5. Occiput (the Occiput). The back part of the head when it is vertical, or nearly so, to its point of junction with the trunk[976].—Ex. Meloe, Ripiphorus, Hymenoptera, Diptera.
6. Genæ (the Cheeks). Those parts which lie on the outside of the anterior half of the eyes, and intervene also between them and the Mandibulæ[977].
7. Tempora (the Temples). Those parts which lie on the outside of the posterior half of the eyes, between which the Frons and Vertex intervene[978].
8. Oculi (the Eyes). The principal organs of sight, most commonly two in number, placed in the sides of the head. In the majority they are compound, consisting of hexagonal lenses. In the Arachnida they are simple[979].
A Canthus (the Canthus). A process of the face, which enters the notch or sinus of the eye[980].—Ex. Scarabæus L., Cerambyx L.
9. Stemmata (the Eyelets). Two, or more commonly three, convex, crystalline, simple eyes, observable in the Frons or Vertex, or common to both[981].—Ex. Orthoptera, Hemiptera, Hymenoptera.
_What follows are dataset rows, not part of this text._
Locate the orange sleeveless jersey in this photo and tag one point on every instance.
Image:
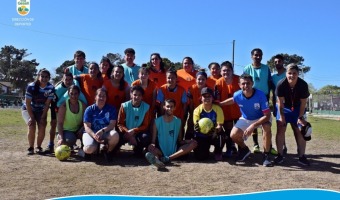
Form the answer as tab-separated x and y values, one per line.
211	81
231	112
148	92
186	79
196	95
89	87
159	78
115	96
177	96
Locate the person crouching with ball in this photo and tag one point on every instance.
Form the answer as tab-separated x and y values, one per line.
216	136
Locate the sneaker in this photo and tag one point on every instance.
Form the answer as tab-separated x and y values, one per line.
228	153
30	151
81	153
87	157
266	161
234	149
278	159
165	159
108	156
285	150
218	157
243	154
49	149
273	151
256	149
303	161
39	150
152	159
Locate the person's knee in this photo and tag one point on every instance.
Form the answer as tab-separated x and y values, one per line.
90	149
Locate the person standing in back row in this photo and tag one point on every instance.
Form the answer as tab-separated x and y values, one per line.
261	78
130	68
255	113
292	93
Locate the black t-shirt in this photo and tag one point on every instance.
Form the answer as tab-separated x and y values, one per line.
292	95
10. Antennæ (the Antennæ). Two moveable and jointed sensiferous organs, situated in the space between or before the eyes, but in no instance behind them[982]. They include the Torulus, Scapus, Pedicellus, and Clavola.
A Torulus (the Bed). The cavity or socket in which the base of the Antenna is planted[983].
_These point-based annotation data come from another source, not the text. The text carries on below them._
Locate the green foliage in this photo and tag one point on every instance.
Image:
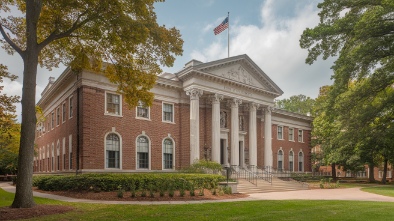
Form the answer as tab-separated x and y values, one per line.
202	166
354	125
142	182
298	104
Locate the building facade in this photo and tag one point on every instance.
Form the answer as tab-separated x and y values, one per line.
221	111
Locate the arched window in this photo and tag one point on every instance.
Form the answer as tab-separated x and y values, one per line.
142	152
280	160
168	153
300	162
112	151
58	155
291	161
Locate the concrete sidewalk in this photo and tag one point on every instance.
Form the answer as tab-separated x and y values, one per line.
316	194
B Scapus (the Scape). The first and in many cases the most conspicuous joint of the Antennæ[984]. It includes the Bulbus.
a Bulbus (the Bulb). The base of the Scapus, by which it inosculates in the Torulus, often subglobose, and looking like a distinct joint[985]. It acts the part of a Rotula, being the pivot upon which the Antenna turns.
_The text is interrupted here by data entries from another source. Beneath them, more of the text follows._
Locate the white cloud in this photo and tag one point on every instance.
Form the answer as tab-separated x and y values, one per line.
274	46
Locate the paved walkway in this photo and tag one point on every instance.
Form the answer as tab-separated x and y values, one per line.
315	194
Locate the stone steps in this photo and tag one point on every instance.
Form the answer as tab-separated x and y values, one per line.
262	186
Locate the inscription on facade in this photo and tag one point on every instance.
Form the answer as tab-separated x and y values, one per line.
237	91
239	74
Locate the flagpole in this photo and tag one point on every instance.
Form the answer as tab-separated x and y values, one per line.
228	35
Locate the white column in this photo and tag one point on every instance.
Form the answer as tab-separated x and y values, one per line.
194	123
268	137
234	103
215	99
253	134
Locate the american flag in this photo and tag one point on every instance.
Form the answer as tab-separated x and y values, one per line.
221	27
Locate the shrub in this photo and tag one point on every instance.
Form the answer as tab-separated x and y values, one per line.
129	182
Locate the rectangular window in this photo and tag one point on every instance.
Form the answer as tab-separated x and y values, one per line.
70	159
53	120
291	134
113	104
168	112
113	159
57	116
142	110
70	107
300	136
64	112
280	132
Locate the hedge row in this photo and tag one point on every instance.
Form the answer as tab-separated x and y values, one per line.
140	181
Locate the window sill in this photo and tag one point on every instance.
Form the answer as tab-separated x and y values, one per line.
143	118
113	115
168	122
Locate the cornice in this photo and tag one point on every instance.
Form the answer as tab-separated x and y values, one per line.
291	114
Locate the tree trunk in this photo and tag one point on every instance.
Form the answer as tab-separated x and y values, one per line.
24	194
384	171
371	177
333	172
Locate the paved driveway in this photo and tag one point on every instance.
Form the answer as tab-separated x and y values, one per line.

C Pedicellus (the Pedicel). The second joint of the Antenna[986]: in some insects acting also the part of a Rotula in the socket of the Scapus, to give separate motion to the Clavola.
D Clavola (the Clavolet). The remaining joints of the Antenna taken together[987]. It includes the Capitulum.
a Capitulum (the Knob). The last joints of the Clavola when suddenly larger than the rest[988].
iii. Subfacies (the Subface). The lower surface or underside of the head[989]. It includes the Lora and Jugulum.
1. Lora (the Lora). A corneous angular machine observable in the mouth of some insects, upon the intermediate angle of which the Mentum sits, and on the lateral ones the Cardines of the Maxillæ; and by means of which the Trophi are pushed forth or retracted[990].—Ex. Hymenoptera.
2. Jugulum (the Throat). That part of the subface that lies between the temples[991].
iv. Collum (the Neck). The constricted posterior part of a pedunculate head, by which it inosculates in the trunk[992]. It includes the Nucha, Gula, and Myoglyphides.
1. Nucha (the Nape). The upper part of the neck[993]. It includes the Myoglyphides.
A Myoglyphides (the Muscle-notches). Notches in the posterior margin of the neck, usually two in number, observable in Coleopterous insects, to which the levator muscles are attached[994].
2. Gula (the Gula). The lower part of the neck[995].
v. Cephalophragma (the Cephalophragm). A Y-shaped partition that divides the head internally in Locusta Leach, into two chambers, an anterior and posterior.
II. TRUNCUS (The Trunk).
The Trunk is the intermediate section of the body, which lies between the Head and the Abdomen[996]. It includes the Manitruncus, and the Alitruncus[997].